[GRASS-dev] mutli-core GRASS [was: ramdisk as mapset?]

Mon Jul 23 13:23:48 EDT 2007

Hamish wrote:

> > I am about to purchase a cluster of Mac Pros for filtering and
> > rendering sonar data and I have been curious what has been done to
> > parallelize GRASS buy enterprising people.
> 
> Q: is the GRASS segmentation process inherently thread-friendly?
> (I mean theoretically, not as written)
> 
> ie if the segmentation library was rewritten to be better, could it use
> some sort of n_proc value set at compile time, (or (better) a gis var
> set with g.gisenv, or even a shell enviro var) to determine how many
> simultaneous processes to run at once?

No. You can't avoid modifying code.

> Given our manpower, the best way I see to get GRASS more multi-core and
> multi-processor ready is a piecemeal approach, starting will the low-
> hanging fruit / biggest bang-for-buck libraries. Simultaneously we can
> gradually remove as many global variables as possible from the libs.

It isn't just global variables (although those are a major issue, not
just for threading).

For most applications, you would want to be able to have multiple
threads reading/writing the input/output maps, so the issue also
applies to the fields of "struct fileinfo".

> I wonder if Thiery has any thoughts here, as he is probably in a better
> position to fundamentally & quickly rework the architecture than we are.
> (ie less baggage to worry about) I think it is very safe to say that for
> the next decade or so multi-core scaling is going to be the future of
> number crunching. Eventually new paradigms and languages will arrive, but
> for now we have to fight with making our serial languages thread-safe....
> 
> some sort of plan of action, in order of priority:
> 1) [if plausible] Make the segment lib multi-proc'able. If it's currently
>    crappy, then all the more reason to start rewrites here.

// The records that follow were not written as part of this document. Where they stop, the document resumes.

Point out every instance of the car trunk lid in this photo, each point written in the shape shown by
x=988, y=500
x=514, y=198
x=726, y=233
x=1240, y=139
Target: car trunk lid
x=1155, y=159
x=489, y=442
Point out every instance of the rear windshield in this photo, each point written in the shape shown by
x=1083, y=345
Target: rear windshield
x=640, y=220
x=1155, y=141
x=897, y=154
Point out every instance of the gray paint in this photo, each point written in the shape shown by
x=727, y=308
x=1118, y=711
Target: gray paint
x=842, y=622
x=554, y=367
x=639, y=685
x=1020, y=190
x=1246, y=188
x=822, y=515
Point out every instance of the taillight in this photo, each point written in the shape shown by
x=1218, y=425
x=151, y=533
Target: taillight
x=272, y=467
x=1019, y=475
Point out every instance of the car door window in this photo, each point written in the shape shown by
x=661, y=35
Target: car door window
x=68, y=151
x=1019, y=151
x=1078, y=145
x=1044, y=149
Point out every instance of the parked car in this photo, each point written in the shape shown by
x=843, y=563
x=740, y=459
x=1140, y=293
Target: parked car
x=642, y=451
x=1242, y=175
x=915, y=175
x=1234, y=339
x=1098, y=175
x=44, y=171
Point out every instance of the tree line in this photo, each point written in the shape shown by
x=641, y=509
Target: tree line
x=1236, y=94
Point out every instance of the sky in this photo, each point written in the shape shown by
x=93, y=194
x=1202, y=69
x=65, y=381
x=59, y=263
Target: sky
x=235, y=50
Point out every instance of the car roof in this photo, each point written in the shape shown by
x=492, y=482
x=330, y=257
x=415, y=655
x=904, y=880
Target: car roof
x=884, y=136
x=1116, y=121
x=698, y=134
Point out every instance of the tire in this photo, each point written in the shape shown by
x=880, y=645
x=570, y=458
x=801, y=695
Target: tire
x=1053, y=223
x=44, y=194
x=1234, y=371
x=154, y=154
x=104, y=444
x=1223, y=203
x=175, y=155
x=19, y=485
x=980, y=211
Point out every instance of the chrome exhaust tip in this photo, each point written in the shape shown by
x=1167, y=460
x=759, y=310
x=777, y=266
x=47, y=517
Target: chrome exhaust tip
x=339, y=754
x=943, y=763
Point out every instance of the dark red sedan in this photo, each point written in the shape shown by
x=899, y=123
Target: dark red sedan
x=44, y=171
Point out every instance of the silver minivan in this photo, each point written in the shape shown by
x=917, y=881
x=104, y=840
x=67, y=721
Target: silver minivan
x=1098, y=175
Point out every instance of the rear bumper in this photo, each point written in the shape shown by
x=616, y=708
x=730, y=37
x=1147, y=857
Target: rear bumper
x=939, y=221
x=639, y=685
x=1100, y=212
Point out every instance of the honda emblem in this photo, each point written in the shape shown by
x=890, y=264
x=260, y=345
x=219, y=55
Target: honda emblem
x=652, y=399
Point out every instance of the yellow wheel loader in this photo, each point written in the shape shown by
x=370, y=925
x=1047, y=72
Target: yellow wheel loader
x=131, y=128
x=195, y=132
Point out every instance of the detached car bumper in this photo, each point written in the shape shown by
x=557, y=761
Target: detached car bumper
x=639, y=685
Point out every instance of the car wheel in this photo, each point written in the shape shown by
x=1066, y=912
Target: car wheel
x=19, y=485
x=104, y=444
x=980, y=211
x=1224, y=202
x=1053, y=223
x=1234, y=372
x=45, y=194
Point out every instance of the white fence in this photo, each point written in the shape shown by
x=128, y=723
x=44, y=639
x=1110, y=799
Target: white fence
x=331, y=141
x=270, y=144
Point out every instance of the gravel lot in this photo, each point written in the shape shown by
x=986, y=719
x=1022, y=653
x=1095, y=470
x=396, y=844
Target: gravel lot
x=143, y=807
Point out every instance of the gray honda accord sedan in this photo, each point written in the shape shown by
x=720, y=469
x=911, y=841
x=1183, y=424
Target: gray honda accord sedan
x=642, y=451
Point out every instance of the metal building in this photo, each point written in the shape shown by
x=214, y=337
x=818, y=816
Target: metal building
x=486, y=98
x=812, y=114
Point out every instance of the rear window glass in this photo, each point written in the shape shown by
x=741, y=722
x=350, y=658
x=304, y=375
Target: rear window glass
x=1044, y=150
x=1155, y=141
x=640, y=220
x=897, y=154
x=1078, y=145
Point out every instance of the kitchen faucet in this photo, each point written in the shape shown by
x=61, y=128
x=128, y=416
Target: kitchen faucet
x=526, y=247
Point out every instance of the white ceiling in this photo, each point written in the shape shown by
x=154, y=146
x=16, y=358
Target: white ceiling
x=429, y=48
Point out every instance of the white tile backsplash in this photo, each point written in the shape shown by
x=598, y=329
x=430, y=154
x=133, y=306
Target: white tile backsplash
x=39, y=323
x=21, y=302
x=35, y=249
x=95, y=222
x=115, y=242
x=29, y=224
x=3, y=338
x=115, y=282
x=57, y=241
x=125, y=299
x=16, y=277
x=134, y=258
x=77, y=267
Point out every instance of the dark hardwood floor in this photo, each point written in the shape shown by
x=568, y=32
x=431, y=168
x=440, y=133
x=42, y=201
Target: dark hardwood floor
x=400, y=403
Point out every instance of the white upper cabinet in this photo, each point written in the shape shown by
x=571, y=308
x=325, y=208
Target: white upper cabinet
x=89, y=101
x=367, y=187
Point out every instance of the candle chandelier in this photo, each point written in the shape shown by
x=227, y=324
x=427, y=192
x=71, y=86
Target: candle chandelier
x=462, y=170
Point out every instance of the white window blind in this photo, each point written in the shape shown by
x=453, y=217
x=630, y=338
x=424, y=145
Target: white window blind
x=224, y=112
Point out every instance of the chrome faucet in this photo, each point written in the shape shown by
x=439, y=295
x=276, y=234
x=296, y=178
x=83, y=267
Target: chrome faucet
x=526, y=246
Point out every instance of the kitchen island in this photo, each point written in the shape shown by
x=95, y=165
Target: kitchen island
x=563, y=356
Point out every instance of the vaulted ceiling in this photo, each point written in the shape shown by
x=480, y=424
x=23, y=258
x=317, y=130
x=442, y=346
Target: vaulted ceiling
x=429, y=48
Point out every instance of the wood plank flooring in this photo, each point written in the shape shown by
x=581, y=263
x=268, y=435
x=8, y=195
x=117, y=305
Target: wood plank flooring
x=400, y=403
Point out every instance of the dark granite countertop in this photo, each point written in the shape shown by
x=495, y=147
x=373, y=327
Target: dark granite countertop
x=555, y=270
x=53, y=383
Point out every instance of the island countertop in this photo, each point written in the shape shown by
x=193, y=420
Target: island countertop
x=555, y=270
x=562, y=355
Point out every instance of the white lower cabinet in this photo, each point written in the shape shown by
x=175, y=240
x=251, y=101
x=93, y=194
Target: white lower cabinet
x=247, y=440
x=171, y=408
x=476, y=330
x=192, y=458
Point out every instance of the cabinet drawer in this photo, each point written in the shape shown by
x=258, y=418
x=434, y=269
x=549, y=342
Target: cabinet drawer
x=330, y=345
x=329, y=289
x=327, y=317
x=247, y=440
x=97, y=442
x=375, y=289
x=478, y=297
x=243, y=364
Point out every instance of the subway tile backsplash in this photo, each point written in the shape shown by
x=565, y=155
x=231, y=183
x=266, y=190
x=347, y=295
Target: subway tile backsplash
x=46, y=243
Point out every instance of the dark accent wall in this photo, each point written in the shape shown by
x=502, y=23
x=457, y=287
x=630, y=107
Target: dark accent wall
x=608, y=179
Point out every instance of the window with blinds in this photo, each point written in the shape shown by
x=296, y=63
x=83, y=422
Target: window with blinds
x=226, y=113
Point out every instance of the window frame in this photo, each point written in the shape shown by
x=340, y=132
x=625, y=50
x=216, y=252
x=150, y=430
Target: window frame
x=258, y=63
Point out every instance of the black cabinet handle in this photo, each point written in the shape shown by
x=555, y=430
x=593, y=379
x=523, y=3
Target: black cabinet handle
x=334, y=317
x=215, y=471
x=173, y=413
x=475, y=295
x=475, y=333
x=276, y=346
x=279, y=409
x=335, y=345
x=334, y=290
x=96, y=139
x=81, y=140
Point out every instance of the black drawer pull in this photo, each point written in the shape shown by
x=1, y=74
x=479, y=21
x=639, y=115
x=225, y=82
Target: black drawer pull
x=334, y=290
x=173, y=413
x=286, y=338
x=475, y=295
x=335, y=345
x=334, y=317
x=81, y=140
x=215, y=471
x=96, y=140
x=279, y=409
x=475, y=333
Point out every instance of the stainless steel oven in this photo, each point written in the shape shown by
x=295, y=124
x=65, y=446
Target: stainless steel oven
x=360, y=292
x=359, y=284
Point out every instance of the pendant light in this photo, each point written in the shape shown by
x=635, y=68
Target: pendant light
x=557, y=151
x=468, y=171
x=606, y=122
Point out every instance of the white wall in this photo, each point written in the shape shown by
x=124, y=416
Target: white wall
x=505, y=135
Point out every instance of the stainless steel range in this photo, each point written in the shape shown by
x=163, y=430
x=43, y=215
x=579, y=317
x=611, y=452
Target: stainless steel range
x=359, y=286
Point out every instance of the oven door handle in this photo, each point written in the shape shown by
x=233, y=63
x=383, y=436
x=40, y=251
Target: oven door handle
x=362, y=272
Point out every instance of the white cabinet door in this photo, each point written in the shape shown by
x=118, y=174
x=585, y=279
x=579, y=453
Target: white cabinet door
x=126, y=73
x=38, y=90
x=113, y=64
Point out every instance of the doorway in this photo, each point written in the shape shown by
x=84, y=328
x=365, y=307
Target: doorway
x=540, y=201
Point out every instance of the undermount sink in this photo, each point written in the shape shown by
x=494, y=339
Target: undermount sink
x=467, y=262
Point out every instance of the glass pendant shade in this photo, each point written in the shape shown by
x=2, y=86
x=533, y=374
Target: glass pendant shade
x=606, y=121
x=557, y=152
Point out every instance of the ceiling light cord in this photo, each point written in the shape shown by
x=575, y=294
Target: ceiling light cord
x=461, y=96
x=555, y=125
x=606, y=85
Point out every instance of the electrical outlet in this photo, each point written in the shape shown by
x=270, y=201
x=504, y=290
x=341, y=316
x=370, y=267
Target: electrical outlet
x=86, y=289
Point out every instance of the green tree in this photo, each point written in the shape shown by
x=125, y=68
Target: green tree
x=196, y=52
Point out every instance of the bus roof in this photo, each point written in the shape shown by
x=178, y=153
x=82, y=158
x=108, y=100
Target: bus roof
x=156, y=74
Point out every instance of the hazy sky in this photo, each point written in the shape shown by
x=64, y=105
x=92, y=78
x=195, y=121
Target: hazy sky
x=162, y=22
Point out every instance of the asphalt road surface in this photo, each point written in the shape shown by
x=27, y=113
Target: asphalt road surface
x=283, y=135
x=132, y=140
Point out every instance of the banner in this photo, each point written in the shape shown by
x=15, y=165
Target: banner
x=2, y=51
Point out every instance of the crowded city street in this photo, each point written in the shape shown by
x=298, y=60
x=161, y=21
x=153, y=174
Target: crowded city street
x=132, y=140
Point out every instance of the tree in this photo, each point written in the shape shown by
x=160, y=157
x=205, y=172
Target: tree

The segment library isn't really helpful here. It's essentially just a
home-grown virtual memory system. AFAICT, the only advantage over the
OS' virtual memory is that you aren't limited to (at most) 4GiB on a
32-bit system. On a 64-bit system, you may as well just read the
entire map into (virtual) memory.

BTW, unless the module explicitly opens the segment file in 64-bit
mode (LFS), it will hit the 2GiB file limit. Many systems have more
than 2GiB of RAM, so using the segment library may actually reduce the
maximum size of a map compared to just reading it into memory.

> 2) Work on quad-tree stuff (v.surf.*, r.terraflow) individually  (???)
> 3) Create new row-by-row libgis fns and start migrating r.modules, 1 by 1.
>    (what would the module logic look like instead of two for loops?)

If the complexity is in the algorithm, then there's no alternative to
restructuring the code. Obviously, this requires that the algorithm is
actually parallelisable.

There are a few things which can be done in libraries, e.g. using
separate threads for {get,put}_row operations, so that the actual
algorithm gets a complete CPU core to itself.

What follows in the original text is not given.